For internal validation of the ability of the newly predictive progression model, we performed concordance index analysis to evaluate the discrimination for the PAINT score. The better discrimination was observed in our PAINT score than qSOFA and CURB-65 score (Fig. 4a). Moreover, we performed 1000 times bootstrap internal validations, our newly predictive PAINT score also showed better discrimination (Fig. 4b)

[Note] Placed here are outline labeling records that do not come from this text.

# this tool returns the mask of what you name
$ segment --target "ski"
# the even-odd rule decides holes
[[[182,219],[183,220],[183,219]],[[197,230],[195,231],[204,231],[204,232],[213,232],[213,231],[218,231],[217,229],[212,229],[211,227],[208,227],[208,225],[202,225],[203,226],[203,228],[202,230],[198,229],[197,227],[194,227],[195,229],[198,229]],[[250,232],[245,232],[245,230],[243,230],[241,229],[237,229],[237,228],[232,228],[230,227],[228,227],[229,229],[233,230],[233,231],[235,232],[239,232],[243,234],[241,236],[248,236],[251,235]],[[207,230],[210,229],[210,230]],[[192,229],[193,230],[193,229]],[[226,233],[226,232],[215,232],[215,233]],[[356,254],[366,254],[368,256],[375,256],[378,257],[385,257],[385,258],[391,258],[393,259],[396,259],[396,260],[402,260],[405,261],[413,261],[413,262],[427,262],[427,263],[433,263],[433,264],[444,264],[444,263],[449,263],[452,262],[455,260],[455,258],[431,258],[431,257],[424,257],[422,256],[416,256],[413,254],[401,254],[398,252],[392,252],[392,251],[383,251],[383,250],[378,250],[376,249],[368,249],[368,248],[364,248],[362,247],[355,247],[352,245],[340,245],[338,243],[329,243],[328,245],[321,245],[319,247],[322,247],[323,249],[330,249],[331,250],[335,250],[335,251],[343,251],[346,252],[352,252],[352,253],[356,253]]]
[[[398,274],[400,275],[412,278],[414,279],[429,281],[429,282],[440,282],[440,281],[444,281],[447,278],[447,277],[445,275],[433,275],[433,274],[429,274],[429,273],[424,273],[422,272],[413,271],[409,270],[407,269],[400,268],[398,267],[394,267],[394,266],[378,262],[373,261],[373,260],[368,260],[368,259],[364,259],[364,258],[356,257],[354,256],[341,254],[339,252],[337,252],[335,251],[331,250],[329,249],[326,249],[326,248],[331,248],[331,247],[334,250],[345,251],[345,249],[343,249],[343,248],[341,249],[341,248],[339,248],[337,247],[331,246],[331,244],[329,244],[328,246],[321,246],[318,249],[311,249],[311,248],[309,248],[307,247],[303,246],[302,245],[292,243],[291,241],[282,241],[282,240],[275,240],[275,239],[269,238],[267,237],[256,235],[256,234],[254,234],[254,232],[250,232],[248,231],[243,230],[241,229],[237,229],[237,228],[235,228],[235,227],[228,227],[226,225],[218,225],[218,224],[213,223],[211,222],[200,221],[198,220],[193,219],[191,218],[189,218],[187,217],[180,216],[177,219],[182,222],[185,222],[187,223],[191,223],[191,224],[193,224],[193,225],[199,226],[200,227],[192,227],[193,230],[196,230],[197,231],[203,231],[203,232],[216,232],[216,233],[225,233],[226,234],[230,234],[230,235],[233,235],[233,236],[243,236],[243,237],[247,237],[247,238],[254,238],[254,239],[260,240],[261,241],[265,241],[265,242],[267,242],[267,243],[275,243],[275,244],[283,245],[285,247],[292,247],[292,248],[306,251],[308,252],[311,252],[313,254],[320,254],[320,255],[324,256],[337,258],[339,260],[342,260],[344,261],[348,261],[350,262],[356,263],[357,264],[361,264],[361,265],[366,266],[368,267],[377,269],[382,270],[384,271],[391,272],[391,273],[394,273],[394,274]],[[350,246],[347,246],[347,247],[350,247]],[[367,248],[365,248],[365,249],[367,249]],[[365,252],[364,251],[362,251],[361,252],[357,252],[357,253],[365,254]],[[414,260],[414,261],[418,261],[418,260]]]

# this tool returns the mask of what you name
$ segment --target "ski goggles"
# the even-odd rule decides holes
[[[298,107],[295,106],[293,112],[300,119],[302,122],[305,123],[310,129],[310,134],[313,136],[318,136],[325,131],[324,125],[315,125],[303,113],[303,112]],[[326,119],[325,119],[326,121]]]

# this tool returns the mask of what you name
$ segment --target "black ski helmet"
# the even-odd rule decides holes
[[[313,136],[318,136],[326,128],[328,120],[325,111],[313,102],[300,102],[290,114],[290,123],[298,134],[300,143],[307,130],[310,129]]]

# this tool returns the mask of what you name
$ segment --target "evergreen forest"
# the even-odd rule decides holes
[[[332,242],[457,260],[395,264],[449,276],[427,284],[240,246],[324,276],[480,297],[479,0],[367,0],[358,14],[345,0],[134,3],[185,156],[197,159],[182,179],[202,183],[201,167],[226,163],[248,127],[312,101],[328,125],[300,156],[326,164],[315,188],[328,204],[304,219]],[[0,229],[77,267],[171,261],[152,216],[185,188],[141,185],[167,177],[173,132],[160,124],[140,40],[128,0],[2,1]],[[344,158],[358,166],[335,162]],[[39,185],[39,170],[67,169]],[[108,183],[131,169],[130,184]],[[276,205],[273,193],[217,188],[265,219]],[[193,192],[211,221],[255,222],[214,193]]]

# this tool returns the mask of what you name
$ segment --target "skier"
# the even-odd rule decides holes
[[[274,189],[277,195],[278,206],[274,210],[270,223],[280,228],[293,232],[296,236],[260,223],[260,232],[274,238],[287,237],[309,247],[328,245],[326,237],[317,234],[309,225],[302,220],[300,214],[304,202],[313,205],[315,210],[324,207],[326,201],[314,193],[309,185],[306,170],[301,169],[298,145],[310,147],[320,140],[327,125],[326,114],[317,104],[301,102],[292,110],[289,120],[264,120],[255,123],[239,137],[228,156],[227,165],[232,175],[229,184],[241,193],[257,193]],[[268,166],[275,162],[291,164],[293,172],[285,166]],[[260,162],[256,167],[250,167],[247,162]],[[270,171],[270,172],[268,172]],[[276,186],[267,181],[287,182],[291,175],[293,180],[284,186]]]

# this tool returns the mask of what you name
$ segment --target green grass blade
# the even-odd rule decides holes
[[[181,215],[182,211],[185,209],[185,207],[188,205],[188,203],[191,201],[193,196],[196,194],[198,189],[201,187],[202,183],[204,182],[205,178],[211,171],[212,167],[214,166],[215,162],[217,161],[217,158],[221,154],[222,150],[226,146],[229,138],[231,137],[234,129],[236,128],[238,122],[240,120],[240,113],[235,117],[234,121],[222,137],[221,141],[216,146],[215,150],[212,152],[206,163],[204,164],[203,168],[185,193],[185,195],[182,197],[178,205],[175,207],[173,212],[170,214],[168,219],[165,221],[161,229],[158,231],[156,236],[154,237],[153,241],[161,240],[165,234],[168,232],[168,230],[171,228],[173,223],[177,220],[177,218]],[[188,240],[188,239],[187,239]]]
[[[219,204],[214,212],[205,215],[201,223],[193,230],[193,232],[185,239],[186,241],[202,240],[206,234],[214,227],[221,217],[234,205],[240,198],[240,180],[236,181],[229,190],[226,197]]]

Nomogram, calibration, decision curve and clinical impact curve for progression from mild/moderate cases into severe cases
In our study population, we used 5 variables (Pulmonary disease, Age, IgM, CD16+/CD56+ NK cells and AST) to predict 28 days progression from mild/moderate cases into severe cases. According to the construction principle of nomogram score, each variable will be given different points and weights. The nomogram score was shown in Fig. 5a. We can evaluate the score of each variable in turn according to their clinical characteristics and examination results, and then summarize according to the total score of 5 variables. Based on the total score, the patient can determine the probability of progression to severe COVID-19 cases. The calibration curves for 28 days progression was also performed well in the internal validation set (Fig. 5b). Nomograms and decision curves analyses were also performed well in the PAINT score (Fig. 5c). Clinical impact curves were proposed to assess the clinical usefulness of the risk prediction nomogram (Fig. 5d).